FDA's Priority Review Voucher Program is Broken | Pharmaguy's Insights Into Drug Industry News | Scoop.it

There isn’t much profit in drugs or vaccines targeting rare diseases, especially when those rare diseases afflict people who don’t have a lot of money.


Since 2007, the US government has attempted to draw companies into this sparsely occupied space by creating an incentive program. Manufacturers who license products for specified “neglected” diseases are granted the right to an expedited Food and Drug Administration review when they want to bring another product to market.

It seems like a good idea — and may still be. But a number of groups that supported the program aren’t happy with how it is playing out so far.


The program is called the Priority Review Voucher Program for Neglected Diseases. When it was created, it covered specific diseases — among them, leprosy, malaria, and schistosomiasis and onchocerciasis, known as river blindness.


The vouchers don’t have to be used by the companies that earn them; they can be sold. Originally they could only be sold once. Last year that rule was changed and now a company that buys a voucher can resell it at a later date.


David Ridley and some colleagues at Duke University’s Fuqua Business School dreamed up the priority vouchers scheme — they published an articleproposing it in Health Affairs in 2006. Ridley always hoped the vouchers would earn big money for companies that receive them. And they have.

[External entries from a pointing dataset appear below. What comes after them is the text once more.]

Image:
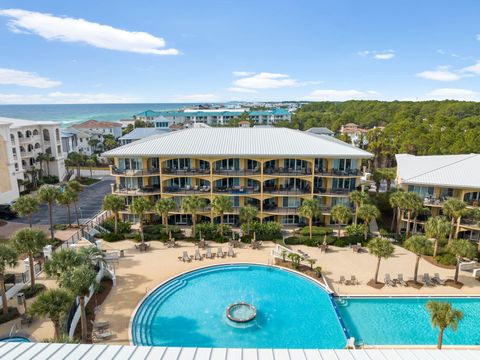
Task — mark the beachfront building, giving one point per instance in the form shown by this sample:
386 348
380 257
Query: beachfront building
440 177
213 117
273 169
21 141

The first sold for $67.5 million. The next went for almost double that, $125 million. Then $245 million. In August, United Therapeutics sold a priority review voucher to Abbvie for $350 million. The others remain unused and if they have been sold, it hasn’t yet been disclosed.


But more vouchers mean there are more drugs for neglected diseases, right?

Not really. And that’s the problem.


Some of the vouchers have been awarded to drugs that have been on the market in other parts of the world for years, but have just been put through the licensure process in the United States. In fact, the first voucher was awarded to Novartis in 2009 for a combination malaria drug that had been licensed outside the US since 2001 and was already widely in use.


“This was not in any way an actual new treatment,” said Rachel Cohen, regional executive director for the North American division of the Drugs For Neglected Diseases Initiative. She noted the Rare Pediatric Diseases program does require that a treatment is novel in order to earn a voucher.


Another problem: Drug makers that earn priority review vouchers don’t have to guarantee that the drugs will actually be available, or sold at an affordable price. Janssen was awarded a voucher for Sirturo, used to treat multidrug resistant tuberculosis. Cohen said the drug is prohibitively priced in many parts of the world.